It is also possible that the increased prevalence of anxiety in WS is due to the impact of the deletion of one or more genes in the deleted region on genes outside that region that are involved in anxiety. To test this possibility, association studies on anxiety can be conducted with individuals with WS targeting genes that have already been implicated in anxiety. Although the findings of association studies of anxiety disorders are conflicting thus far, several genes may be of potential interest. COMT, an enzyme responsible for the metabolism of noradrenaline and dopamine, encoded by a gene located on 22q11 [9] has been implicated in panic disorder [87] and OCD [88, 89]. Another gene that may be of potential interest is a variant of the serotonin transporter (SERT) gene, implicated in personality traits related to anxiety [90, 91]. These genes can also be investigated in the mothers of children with WS.

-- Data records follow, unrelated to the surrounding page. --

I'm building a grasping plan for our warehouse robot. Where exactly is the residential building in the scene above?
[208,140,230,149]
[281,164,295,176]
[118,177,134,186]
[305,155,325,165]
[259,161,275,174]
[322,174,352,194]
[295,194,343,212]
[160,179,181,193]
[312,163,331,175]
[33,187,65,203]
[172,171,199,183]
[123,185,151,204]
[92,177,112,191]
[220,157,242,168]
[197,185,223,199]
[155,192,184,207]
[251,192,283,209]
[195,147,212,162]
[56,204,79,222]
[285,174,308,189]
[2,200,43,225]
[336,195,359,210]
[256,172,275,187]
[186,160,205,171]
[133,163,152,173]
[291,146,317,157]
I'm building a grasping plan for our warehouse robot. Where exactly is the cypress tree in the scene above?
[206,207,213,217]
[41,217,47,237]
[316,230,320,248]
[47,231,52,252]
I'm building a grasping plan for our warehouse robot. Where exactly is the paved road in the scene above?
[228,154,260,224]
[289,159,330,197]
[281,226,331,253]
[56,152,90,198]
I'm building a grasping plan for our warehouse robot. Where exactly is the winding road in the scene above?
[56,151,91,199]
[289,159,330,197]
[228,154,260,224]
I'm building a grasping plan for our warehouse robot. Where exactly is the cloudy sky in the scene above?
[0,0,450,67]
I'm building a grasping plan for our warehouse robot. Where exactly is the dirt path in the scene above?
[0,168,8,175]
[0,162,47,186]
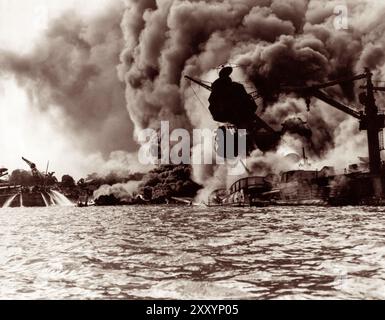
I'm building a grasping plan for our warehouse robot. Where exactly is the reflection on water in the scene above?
[0,207,385,299]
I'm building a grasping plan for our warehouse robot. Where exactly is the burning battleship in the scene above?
[186,67,385,206]
[0,157,72,208]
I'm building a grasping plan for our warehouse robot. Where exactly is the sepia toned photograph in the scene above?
[0,0,385,304]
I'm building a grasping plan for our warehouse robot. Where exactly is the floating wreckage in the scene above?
[186,68,385,206]
[0,158,73,208]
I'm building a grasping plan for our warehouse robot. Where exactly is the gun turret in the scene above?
[22,157,36,170]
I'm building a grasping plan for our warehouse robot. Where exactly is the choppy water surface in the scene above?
[0,207,385,299]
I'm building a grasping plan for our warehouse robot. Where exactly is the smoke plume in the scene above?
[0,1,136,155]
[120,0,385,196]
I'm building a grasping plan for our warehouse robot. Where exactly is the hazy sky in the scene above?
[0,0,128,177]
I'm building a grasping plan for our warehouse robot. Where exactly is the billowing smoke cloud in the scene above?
[120,0,385,198]
[0,1,136,155]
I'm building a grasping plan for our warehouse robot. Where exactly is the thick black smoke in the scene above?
[120,0,385,182]
[0,1,136,154]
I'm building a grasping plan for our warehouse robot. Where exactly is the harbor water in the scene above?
[0,206,385,299]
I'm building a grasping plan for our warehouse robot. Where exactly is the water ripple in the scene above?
[0,207,385,299]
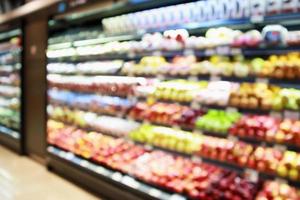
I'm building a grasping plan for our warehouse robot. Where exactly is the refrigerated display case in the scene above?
[0,28,22,153]
[47,0,300,200]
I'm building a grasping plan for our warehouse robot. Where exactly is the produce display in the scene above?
[196,110,241,134]
[0,37,21,134]
[255,181,300,200]
[48,121,259,200]
[102,0,299,34]
[229,115,300,146]
[122,52,300,80]
[47,106,139,137]
[130,125,201,153]
[128,102,203,128]
[45,0,300,200]
[48,90,135,115]
[47,74,147,96]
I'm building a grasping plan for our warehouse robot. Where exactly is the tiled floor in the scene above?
[0,146,98,200]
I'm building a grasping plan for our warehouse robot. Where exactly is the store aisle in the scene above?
[0,146,98,200]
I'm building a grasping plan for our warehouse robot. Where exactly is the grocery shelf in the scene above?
[0,125,20,139]
[0,29,22,41]
[0,125,22,154]
[47,146,186,200]
[48,46,300,62]
[47,0,300,200]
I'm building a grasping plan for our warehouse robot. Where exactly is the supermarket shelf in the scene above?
[131,139,300,187]
[0,125,20,139]
[50,11,300,45]
[48,69,300,89]
[0,125,22,154]
[0,29,22,41]
[47,146,186,200]
[48,46,300,62]
[0,49,22,56]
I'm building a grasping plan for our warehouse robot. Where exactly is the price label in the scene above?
[58,151,65,158]
[255,78,269,84]
[192,156,202,163]
[250,15,264,23]
[274,144,286,152]
[122,176,140,189]
[284,110,300,120]
[157,74,166,81]
[127,51,136,58]
[172,125,181,130]
[95,167,105,174]
[227,135,239,142]
[80,160,89,168]
[217,46,230,55]
[204,49,216,56]
[210,75,221,81]
[147,97,156,105]
[152,51,162,56]
[170,194,186,200]
[183,49,195,56]
[143,119,150,124]
[226,107,238,112]
[188,76,199,82]
[128,95,137,101]
[149,188,161,198]
[111,172,122,182]
[231,48,242,55]
[191,101,201,110]
[66,152,74,160]
[144,144,153,151]
[245,169,259,183]
[270,111,282,119]
[193,129,203,135]
[275,178,288,184]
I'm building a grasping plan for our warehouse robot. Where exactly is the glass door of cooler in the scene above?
[0,29,22,152]
[47,0,300,200]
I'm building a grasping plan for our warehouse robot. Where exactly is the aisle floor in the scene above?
[0,146,98,200]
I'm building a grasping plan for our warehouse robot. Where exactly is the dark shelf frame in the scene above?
[0,25,26,155]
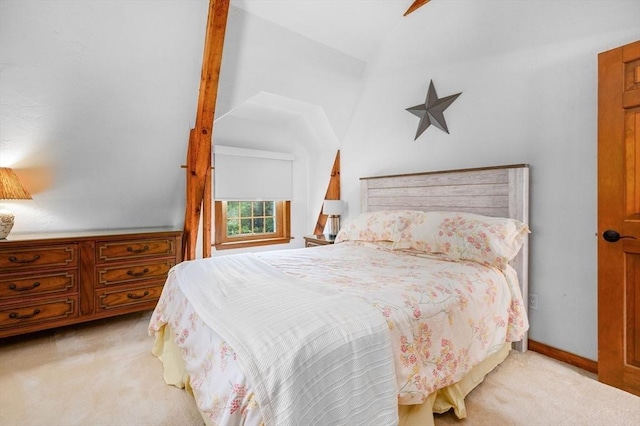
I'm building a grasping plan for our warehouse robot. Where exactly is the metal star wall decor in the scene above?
[407,80,462,140]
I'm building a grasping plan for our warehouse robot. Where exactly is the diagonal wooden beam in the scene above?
[182,0,229,260]
[313,150,340,235]
[402,0,429,16]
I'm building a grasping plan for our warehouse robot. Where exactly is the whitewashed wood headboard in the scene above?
[360,164,529,352]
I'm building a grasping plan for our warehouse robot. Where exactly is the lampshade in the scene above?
[0,167,31,200]
[0,167,31,240]
[322,200,343,216]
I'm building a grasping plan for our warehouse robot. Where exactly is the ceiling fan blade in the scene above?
[403,0,429,16]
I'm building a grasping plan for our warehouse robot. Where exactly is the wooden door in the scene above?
[598,41,640,395]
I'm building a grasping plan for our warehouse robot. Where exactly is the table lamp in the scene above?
[322,200,343,239]
[0,167,31,240]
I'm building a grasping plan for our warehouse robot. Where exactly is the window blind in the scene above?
[213,145,294,201]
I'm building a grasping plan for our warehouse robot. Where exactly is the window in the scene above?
[214,201,291,250]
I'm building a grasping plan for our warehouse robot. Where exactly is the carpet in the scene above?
[0,312,640,426]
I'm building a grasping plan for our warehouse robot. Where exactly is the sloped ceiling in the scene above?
[232,0,412,61]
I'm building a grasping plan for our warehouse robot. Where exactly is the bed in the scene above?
[149,165,529,425]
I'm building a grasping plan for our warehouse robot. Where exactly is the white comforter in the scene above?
[149,242,528,425]
[171,251,397,426]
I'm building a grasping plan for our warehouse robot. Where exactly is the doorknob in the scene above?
[602,229,636,243]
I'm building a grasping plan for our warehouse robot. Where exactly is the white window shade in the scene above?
[213,145,294,201]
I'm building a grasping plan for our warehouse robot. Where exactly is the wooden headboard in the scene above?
[360,164,529,352]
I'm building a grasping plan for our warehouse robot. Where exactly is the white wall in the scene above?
[342,0,640,360]
[0,0,208,233]
[213,6,365,250]
[0,0,365,248]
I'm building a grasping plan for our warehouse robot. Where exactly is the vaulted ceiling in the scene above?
[231,0,426,61]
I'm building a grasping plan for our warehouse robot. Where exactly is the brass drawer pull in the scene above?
[9,254,40,263]
[9,309,40,319]
[9,281,40,291]
[127,246,149,253]
[127,290,149,299]
[127,268,149,277]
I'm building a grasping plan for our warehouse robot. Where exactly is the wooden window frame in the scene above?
[213,200,291,250]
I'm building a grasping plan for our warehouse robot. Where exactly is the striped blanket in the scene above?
[171,254,398,426]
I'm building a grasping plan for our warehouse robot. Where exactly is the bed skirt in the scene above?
[153,324,511,426]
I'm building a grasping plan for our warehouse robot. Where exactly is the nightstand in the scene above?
[304,234,336,247]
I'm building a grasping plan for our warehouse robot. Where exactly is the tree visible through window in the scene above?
[214,201,291,250]
[227,201,276,237]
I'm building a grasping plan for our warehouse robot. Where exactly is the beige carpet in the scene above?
[0,313,640,426]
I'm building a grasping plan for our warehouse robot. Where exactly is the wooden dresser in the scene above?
[0,228,182,338]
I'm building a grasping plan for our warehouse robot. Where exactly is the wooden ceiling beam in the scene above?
[182,0,229,260]
[402,0,429,16]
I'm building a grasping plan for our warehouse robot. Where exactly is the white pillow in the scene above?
[335,210,421,243]
[394,212,529,269]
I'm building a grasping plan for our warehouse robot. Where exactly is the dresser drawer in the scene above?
[0,244,78,272]
[96,238,177,263]
[0,296,78,329]
[96,260,175,287]
[96,283,163,312]
[0,270,78,302]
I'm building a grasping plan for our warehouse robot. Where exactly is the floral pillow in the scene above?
[335,210,421,243]
[394,212,529,269]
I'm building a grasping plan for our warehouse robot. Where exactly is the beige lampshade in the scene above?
[0,167,31,200]
[322,200,344,216]
[0,167,31,240]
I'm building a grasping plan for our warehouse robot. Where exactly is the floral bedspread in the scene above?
[149,242,528,425]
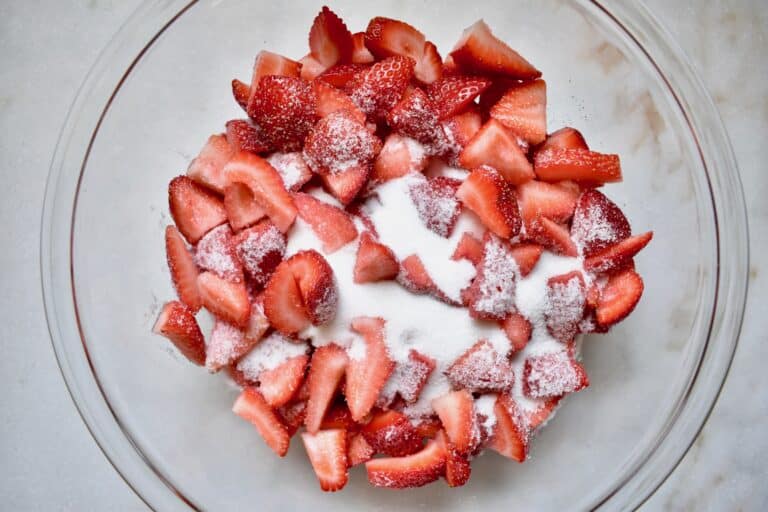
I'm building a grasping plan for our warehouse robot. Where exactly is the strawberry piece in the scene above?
[234,220,286,286]
[533,148,622,184]
[304,343,348,433]
[197,272,251,327]
[187,135,235,193]
[459,119,535,185]
[232,387,291,457]
[490,80,547,144]
[152,300,205,365]
[224,151,297,233]
[309,7,354,69]
[354,231,400,284]
[345,317,395,422]
[165,226,202,313]
[248,75,317,151]
[360,411,422,457]
[365,441,445,489]
[450,20,541,80]
[259,355,309,407]
[456,167,521,238]
[571,190,632,258]
[595,268,644,327]
[523,350,589,398]
[168,176,227,244]
[445,340,515,392]
[427,76,491,119]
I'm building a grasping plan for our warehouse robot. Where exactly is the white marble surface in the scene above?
[0,0,768,511]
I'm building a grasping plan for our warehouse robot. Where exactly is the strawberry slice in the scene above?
[152,300,205,365]
[456,167,521,238]
[365,441,445,489]
[168,176,227,244]
[490,80,547,144]
[427,76,491,119]
[533,148,622,184]
[304,343,348,433]
[232,387,291,457]
[309,6,354,69]
[595,268,643,327]
[345,317,395,422]
[224,151,297,233]
[450,20,541,80]
[165,226,202,313]
[445,340,515,392]
[354,231,400,284]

When conducting association studies, several problems may arise. First, the selection of the control group will affect the results tremendously, because the differences between the two groups may not be related to genetics. For example, differences in allele frequencies may vary among different subgroups. To minimize such problems, Arnold et al. [10] suggest using family-based association methods. The mothers and siblings of children with WS can serve as the comparison group in future association studies. Future studies will need to focus on examining the prevalence of anxiety disorders in fathers of children with WS to determine the impact of paternal anxiety on anxiety in children with WS. It would also be useful to conduct large scale comparison studies of anxiety disorders and their predictors in children with WS, their siblings, and their parents and children with other types of DD, their siblings, and their parents.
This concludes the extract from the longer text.